Robert Ménard, prends des distances avec le Rassemblement national de Marine Le Pen

Robert Ménard, entends bien mener les affaires de Béziers de la manière dont il veut. La mairie de Béziers représente pour lui, le symbole et le laboratoire de la mise en place de ses idées, et de sa manière de faire. Il vient de faire comprendre, que même le Front National, qui l’avait pourtant soutenu au précédent scrutin ne lui dictera pas sa façon de gérer.

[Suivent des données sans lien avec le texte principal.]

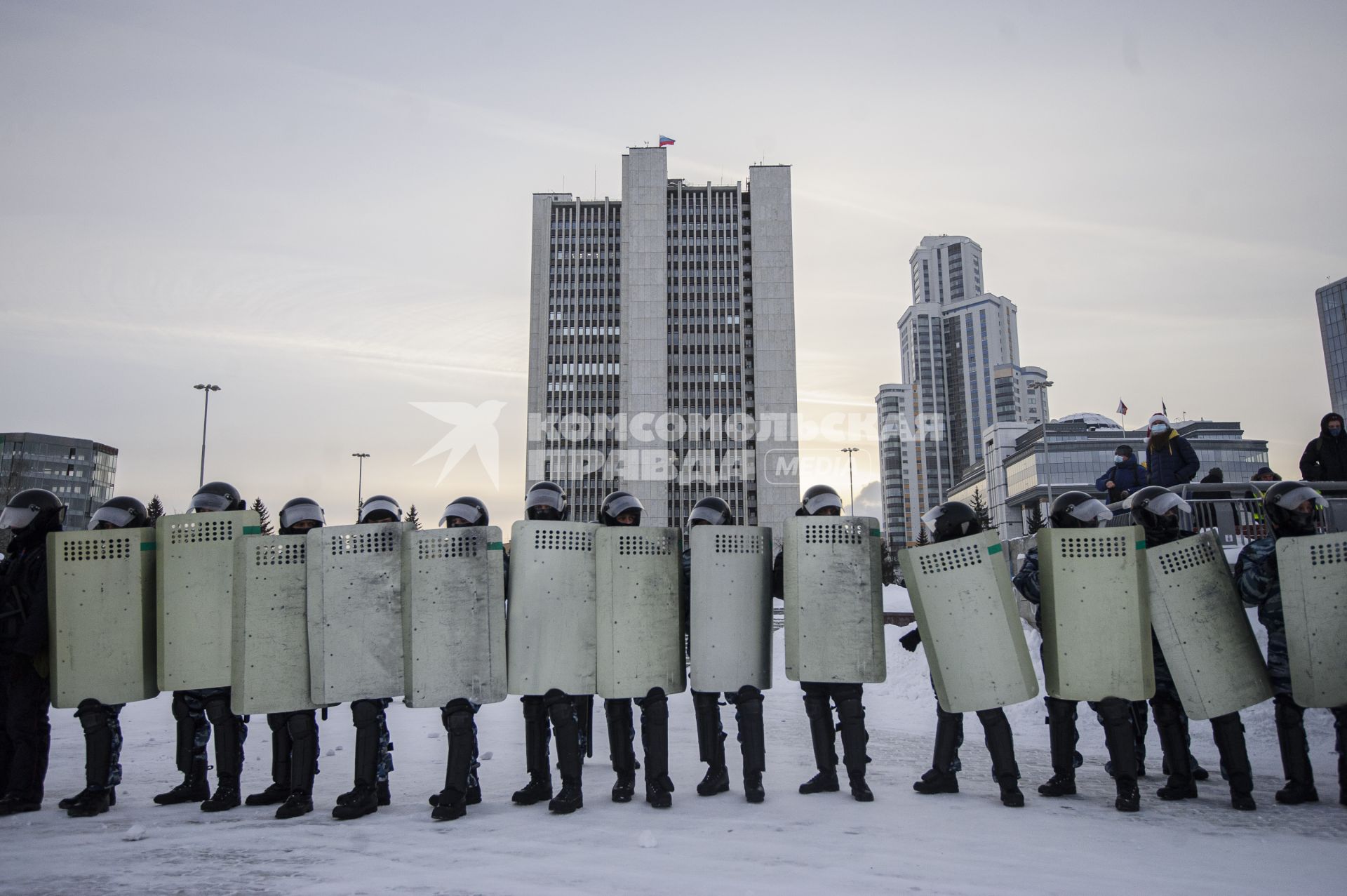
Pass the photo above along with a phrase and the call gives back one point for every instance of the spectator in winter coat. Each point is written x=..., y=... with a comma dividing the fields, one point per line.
x=1170, y=458
x=1124, y=477
x=1326, y=457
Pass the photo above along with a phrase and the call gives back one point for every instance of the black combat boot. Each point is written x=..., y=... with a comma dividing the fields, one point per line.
x=620, y=735
x=535, y=755
x=1229, y=733
x=1295, y=752
x=1174, y=744
x=748, y=713
x=1061, y=739
x=710, y=743
x=855, y=737
x=570, y=759
x=996, y=727
x=281, y=747
x=824, y=736
x=949, y=735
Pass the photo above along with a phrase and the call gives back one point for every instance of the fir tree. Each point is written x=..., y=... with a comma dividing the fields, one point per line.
x=979, y=507
x=264, y=516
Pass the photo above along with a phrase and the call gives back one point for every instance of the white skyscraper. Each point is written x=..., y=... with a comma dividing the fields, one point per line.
x=662, y=344
x=960, y=352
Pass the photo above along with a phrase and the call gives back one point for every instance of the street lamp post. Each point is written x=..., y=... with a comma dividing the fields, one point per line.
x=360, y=477
x=1042, y=386
x=208, y=389
x=849, y=477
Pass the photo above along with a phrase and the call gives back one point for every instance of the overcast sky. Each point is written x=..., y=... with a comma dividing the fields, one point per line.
x=325, y=208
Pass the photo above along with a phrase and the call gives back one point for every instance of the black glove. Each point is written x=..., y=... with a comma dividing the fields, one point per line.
x=911, y=641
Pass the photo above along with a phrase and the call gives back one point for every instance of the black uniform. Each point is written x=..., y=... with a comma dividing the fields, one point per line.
x=25, y=688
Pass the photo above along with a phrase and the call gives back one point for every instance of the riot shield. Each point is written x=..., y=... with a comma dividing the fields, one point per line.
x=455, y=616
x=730, y=607
x=354, y=612
x=1202, y=628
x=970, y=623
x=196, y=587
x=551, y=632
x=269, y=669
x=101, y=608
x=1313, y=603
x=639, y=610
x=834, y=600
x=1095, y=624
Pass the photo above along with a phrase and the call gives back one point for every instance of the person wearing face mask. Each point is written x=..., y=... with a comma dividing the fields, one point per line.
x=294, y=736
x=1291, y=509
x=1077, y=509
x=25, y=686
x=100, y=721
x=1170, y=458
x=1124, y=477
x=1156, y=509
x=1326, y=457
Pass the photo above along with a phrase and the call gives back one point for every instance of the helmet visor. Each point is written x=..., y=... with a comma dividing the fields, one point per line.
x=114, y=516
x=544, y=497
x=706, y=515
x=821, y=502
x=624, y=504
x=380, y=504
x=17, y=518
x=1092, y=511
x=291, y=515
x=1297, y=496
x=208, y=502
x=462, y=511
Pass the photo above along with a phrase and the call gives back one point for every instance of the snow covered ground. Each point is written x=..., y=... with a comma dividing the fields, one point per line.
x=791, y=844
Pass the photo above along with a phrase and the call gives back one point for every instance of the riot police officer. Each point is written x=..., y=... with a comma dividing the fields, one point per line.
x=1156, y=509
x=822, y=500
x=294, y=735
x=706, y=705
x=200, y=710
x=556, y=710
x=1289, y=508
x=623, y=508
x=25, y=688
x=947, y=522
x=101, y=721
x=1077, y=509
x=461, y=784
x=373, y=745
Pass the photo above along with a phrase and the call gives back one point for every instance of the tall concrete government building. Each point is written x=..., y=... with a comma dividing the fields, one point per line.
x=960, y=349
x=662, y=344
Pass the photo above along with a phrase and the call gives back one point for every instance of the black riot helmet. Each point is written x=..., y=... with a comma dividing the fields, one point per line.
x=215, y=497
x=1078, y=511
x=710, y=511
x=546, y=502
x=951, y=521
x=35, y=511
x=300, y=515
x=380, y=508
x=121, y=512
x=1285, y=504
x=1156, y=509
x=818, y=500
x=619, y=504
x=469, y=509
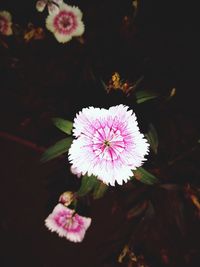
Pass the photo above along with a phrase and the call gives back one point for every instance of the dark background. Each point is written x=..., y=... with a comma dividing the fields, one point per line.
x=43, y=79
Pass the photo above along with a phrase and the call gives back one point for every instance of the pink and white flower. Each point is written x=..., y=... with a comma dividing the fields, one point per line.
x=108, y=144
x=52, y=5
x=66, y=223
x=5, y=23
x=65, y=23
x=66, y=198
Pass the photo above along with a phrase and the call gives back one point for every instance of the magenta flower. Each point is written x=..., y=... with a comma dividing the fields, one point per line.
x=108, y=144
x=66, y=198
x=67, y=223
x=65, y=23
x=5, y=23
x=52, y=5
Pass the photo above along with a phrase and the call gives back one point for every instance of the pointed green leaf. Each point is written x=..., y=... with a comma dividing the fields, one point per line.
x=143, y=96
x=57, y=149
x=88, y=183
x=99, y=190
x=144, y=176
x=63, y=125
x=152, y=138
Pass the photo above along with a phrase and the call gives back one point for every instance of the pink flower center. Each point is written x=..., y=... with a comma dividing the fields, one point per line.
x=65, y=22
x=108, y=143
x=3, y=25
x=69, y=222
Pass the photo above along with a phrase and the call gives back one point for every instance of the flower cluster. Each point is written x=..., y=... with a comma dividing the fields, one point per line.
x=64, y=21
x=108, y=144
x=5, y=23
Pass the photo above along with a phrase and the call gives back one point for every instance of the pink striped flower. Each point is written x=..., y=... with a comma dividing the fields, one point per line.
x=66, y=223
x=5, y=23
x=65, y=23
x=108, y=144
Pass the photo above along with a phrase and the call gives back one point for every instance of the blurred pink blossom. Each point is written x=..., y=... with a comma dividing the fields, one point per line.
x=108, y=144
x=66, y=223
x=5, y=23
x=65, y=23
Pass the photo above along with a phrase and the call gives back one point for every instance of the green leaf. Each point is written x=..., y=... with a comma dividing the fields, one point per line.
x=57, y=149
x=143, y=96
x=88, y=183
x=63, y=125
x=99, y=190
x=144, y=176
x=152, y=138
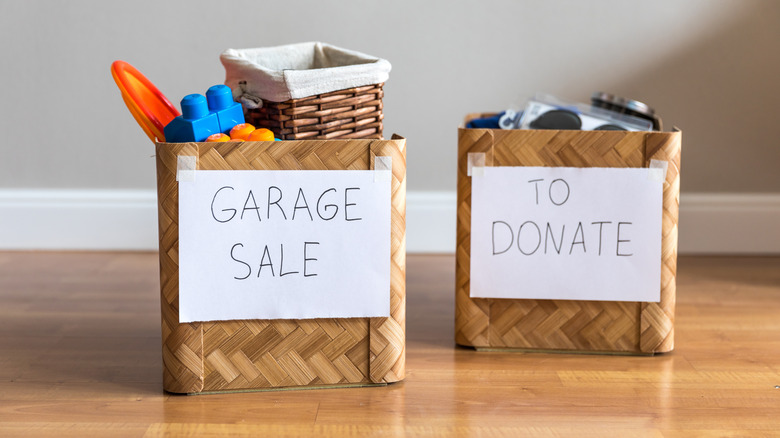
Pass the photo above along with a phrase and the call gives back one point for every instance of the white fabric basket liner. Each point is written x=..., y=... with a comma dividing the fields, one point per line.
x=296, y=71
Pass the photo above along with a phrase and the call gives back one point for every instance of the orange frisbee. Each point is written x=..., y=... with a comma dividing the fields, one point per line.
x=149, y=107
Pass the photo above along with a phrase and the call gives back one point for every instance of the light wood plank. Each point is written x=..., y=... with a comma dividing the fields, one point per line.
x=80, y=355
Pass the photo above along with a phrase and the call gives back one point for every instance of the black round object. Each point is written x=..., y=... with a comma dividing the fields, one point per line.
x=610, y=127
x=557, y=119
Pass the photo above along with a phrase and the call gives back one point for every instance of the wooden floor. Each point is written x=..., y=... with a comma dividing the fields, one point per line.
x=80, y=355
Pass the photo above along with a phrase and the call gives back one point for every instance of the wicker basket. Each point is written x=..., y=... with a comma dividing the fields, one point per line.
x=273, y=354
x=351, y=113
x=586, y=326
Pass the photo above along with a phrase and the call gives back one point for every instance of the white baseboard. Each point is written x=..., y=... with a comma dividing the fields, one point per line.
x=127, y=220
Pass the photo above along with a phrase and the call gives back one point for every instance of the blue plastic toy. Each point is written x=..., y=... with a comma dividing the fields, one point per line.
x=195, y=123
x=229, y=113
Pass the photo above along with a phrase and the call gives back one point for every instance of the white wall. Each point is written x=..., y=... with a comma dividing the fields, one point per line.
x=707, y=66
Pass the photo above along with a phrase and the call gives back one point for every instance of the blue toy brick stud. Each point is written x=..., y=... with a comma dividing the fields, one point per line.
x=195, y=123
x=229, y=113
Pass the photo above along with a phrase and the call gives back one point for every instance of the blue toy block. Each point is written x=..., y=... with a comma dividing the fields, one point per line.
x=229, y=113
x=195, y=123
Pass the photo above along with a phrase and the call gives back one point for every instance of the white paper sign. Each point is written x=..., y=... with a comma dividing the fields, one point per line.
x=284, y=245
x=566, y=233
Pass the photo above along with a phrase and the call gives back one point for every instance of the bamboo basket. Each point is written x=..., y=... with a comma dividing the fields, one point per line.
x=351, y=113
x=277, y=354
x=564, y=325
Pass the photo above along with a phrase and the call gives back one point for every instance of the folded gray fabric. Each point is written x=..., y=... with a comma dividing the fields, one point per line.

Il vient de prendre ses distances avec le Front national et se comporter comme un grand baron local qu’il voudrait certainement devenir.

On savait déjà qu’entre le bouillant maire de Béziers et le Front National, c’était un peu “je t’aime moi non plus”. Les choses se sont d’une certaine manière clarifiée, Robert Ménard a annoncé, qu’il se représenterait aux municipales de 2020 sans « le soutien d’aucun Parti ». Il semble en effet, que les actions qu’il mène rencontrent suffisamment d’échos favorables chez ses administrés, pour voler de ses propres ailes

Il affiche ainsi, de nombreux désaccords avec les nouvelles orientations programmées par le futur Rassemblement national de Marine Le Pen. Visiblement, l’homme fort de Béziers ne croit plus en Marine Le Pen depuis les résultats du FN aux présidentielles et législatives de 2017. Il évoque notamment, des “positions folles furieuses” sur l’Europe et des prises de position trop sociales, une marque de l’influence Philippot. Robert Menard, et sa femme sont plus sensibles à une ligne plus identitaire politiquement, et plus libéral au niveau économique.

Par contre, ils disent la même chose concernant l’obligation de rassembler des forces de droite, pour prendre le pouvoir. Inutile de rappeler, que Robert puis Emmanuelle Ménard lors de différentes élections ont bénéficié du soutien frontiste, mais également de Debout la France (DLF), de Souveraineté, identité et libertés (le SIEL de Karim Ouchikh), du Centre national des indépendants et paysans (CNIP) et du Mouvement pour la France (MPF) de Philippe de Villiers.

Cette fois, le maire de Béziers explique qu’Emmanuel Macron avait “ringardisé” certains “fonctionnements de la politique à juste raison”, il veut donc changer des comportements, “sinon on est dans l’opposition pour 20 ans”. Pour lui, cela se fera sans Marine Le Pen à la tête du FN, et Laurent Wauquiez à la tête des Républicains, car ils sont plus préoccupés par les intérêts de leur Parti que ceux de leurs électeurs.

Reste à connaître derrière ces déclarations de matamore, et les différentes polémiques autour de nombreuses affiches concernant entre autres, les migrants, l’armement de la police municipale ou le féminisme, quelle est la vraie part d’ambition pour la ville et celle personnelle. Selon le cas, il est à craindre que pour les Biterrois, tout cela ne Ménard rien de bon.